If monologues hone actors’ skills in expression and verbal command, chair duets are all about “full body listening,” said course instructor Anastasia Coon. “One actor receives a physical offer and responds with a gesture,” she said. Together, the actors use improvisation to discover their characters’ point of view beat by beat, and then memorize their original, sometimes synchronized movements.
“It’s highly physical work, and demands that actors be very present in the moment,” Coon said. “They can’t anticipate a physical offer, because that would be a false reaction. The actor can know the movement, but the character the actor plays can’t.”
The 19 undergraduates in her class spent four sessions studying the concept of chair duets, and creating and filming their own original pieces. They were inspired by the Chair Duets Challenge set forth by Frantic Assembly, an innovative drama troupe based in the United Kingdom. Coon had discovered Frantic Assembly’s chair duets online last spring, and incorporated them in her classroom that semester. When she saw that Frantic Assembly created a worldwide challenge for others to submit duet videos, Coon expanded the idea in her fall curriculum, adding exterior locations, video and post-production work to the project.

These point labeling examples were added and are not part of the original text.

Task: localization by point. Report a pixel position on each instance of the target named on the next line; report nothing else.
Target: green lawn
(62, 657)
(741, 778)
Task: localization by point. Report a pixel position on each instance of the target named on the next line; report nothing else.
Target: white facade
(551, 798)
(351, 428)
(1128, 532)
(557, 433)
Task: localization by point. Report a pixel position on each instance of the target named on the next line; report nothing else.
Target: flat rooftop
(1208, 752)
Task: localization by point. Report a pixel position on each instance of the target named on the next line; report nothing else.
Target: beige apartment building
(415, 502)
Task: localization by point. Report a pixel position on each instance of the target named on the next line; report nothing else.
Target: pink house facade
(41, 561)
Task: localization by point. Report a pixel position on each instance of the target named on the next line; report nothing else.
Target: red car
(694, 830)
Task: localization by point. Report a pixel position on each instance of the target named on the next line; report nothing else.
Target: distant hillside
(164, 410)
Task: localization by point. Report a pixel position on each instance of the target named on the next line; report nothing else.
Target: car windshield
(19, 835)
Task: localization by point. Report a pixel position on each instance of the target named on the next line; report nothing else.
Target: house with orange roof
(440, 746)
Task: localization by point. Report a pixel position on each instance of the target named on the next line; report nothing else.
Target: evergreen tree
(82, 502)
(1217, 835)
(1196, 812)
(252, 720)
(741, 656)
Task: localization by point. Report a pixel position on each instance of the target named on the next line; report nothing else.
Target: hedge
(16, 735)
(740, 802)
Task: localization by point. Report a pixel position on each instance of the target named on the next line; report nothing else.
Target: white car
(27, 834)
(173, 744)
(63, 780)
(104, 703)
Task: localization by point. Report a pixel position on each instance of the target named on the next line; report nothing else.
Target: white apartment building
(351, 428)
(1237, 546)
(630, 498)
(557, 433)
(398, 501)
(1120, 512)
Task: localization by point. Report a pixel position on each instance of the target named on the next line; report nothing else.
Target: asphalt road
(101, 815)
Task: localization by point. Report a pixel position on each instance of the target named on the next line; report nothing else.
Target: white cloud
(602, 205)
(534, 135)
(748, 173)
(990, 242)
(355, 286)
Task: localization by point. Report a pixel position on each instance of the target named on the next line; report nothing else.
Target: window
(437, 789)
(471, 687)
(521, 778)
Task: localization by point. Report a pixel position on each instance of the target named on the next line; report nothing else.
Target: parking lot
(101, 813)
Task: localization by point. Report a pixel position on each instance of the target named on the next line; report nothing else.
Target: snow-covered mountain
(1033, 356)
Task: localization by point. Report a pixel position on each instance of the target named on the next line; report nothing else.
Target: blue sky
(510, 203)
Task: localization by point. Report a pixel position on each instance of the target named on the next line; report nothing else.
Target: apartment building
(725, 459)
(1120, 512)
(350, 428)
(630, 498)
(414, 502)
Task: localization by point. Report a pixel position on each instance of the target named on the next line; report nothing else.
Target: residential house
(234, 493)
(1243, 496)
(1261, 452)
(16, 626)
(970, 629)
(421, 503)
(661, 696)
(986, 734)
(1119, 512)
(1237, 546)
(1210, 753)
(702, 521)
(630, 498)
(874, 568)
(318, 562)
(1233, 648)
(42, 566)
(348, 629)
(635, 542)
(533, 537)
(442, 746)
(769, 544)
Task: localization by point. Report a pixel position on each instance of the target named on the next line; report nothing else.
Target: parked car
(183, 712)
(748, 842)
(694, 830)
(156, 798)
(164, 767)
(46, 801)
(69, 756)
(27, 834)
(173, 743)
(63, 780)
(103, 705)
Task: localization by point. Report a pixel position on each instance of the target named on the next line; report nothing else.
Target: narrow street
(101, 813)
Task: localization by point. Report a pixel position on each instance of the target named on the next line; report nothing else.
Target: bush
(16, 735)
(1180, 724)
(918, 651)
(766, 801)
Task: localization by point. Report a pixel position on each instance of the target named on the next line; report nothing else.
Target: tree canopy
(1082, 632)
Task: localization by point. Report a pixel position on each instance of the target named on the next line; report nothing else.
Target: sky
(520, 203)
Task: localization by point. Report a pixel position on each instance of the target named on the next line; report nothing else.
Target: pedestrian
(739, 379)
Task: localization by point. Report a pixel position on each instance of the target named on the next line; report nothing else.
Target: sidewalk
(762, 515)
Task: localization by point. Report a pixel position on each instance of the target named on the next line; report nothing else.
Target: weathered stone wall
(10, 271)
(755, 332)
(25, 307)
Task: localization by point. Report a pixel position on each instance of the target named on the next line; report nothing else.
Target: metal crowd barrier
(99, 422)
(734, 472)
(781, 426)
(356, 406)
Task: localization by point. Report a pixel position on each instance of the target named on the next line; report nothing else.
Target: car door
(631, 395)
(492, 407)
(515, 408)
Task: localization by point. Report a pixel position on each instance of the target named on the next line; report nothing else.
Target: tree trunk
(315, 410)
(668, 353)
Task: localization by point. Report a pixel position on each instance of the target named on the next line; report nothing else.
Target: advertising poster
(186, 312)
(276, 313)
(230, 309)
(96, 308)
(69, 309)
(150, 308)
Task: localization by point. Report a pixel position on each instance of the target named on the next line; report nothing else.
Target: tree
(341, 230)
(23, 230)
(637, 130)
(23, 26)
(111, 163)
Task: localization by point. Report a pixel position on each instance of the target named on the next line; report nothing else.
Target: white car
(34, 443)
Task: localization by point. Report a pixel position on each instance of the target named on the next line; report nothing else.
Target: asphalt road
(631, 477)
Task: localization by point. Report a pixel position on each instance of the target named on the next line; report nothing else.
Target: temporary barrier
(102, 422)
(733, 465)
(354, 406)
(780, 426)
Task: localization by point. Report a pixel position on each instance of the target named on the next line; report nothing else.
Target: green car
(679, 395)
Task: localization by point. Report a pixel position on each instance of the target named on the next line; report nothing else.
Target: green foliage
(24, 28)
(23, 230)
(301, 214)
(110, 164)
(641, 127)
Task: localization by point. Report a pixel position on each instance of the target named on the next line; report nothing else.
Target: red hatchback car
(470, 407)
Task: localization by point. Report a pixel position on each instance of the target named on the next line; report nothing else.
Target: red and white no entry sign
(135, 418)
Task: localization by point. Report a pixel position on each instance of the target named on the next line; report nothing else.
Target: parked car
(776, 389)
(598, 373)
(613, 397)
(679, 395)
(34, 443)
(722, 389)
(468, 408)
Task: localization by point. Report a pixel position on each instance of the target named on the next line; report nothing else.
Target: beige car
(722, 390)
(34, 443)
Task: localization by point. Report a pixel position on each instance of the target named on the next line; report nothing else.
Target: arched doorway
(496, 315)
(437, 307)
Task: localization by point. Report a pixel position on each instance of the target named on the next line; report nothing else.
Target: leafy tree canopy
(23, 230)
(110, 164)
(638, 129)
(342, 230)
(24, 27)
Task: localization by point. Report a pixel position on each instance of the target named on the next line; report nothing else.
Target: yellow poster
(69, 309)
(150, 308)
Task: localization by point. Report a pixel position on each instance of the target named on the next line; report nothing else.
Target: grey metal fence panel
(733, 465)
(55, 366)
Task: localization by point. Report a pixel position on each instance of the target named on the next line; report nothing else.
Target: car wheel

Students found the challenge challenging. “The chair duets were different for me from other acting challenges in the way that we had to let our motions speak for themselves,” said Nirvan Patnaik, who performed with Michael Kaczkowski on the curved seating near the Hahn Plaza fountain. “Instead of communicating with our faces, we were mostly using gestures and position shifts. For me, the struggle was keeping my face neutral.”
Patnaik said he became more aware of tension in his hands and the lack of fluidity in his movements, which caused him to work on relaxing himself and focusing on the steps in the sequence.
For their duet, Rahjul Young and Victoria Ross chose the outside steps at the Tutor Center leading from the courtyard to the second floor. Ross said the experience relied on action and reaction, like other acting exercises, but was useful for improving awareness. “You can’t move without being in conjunction with your partner. Every little thing he or she does has an effect on you,” said Ross. “And that really helps in scene work. We rehearse a scene over and over until we get a desired result, but sometimes that can cause an actor to stop listening and just fall into autopilot. That’s not really possible in a chair duet without the piece looking off.”
Ross said that creating the choreography was the hardest and most time consuming part. “We had set of movements choreographed, but every day we tweaked it until it became something almost unrecognizable from the beginning.
“We tried to choose a location on campus that reflected not only the push and pull that Rahjul and I had developed in the chair duet, but also the increasing tensions between us.”
Coon, who has been at USC for five years, teaching classes in movement, physical theatre and mask work, as well as working as a movement coach for productions, said she plans to continue using chair duets in her classes.
“The goal is not to execute a set piece,” she said. “It’s about cause and effect and creating relationships without saying a word.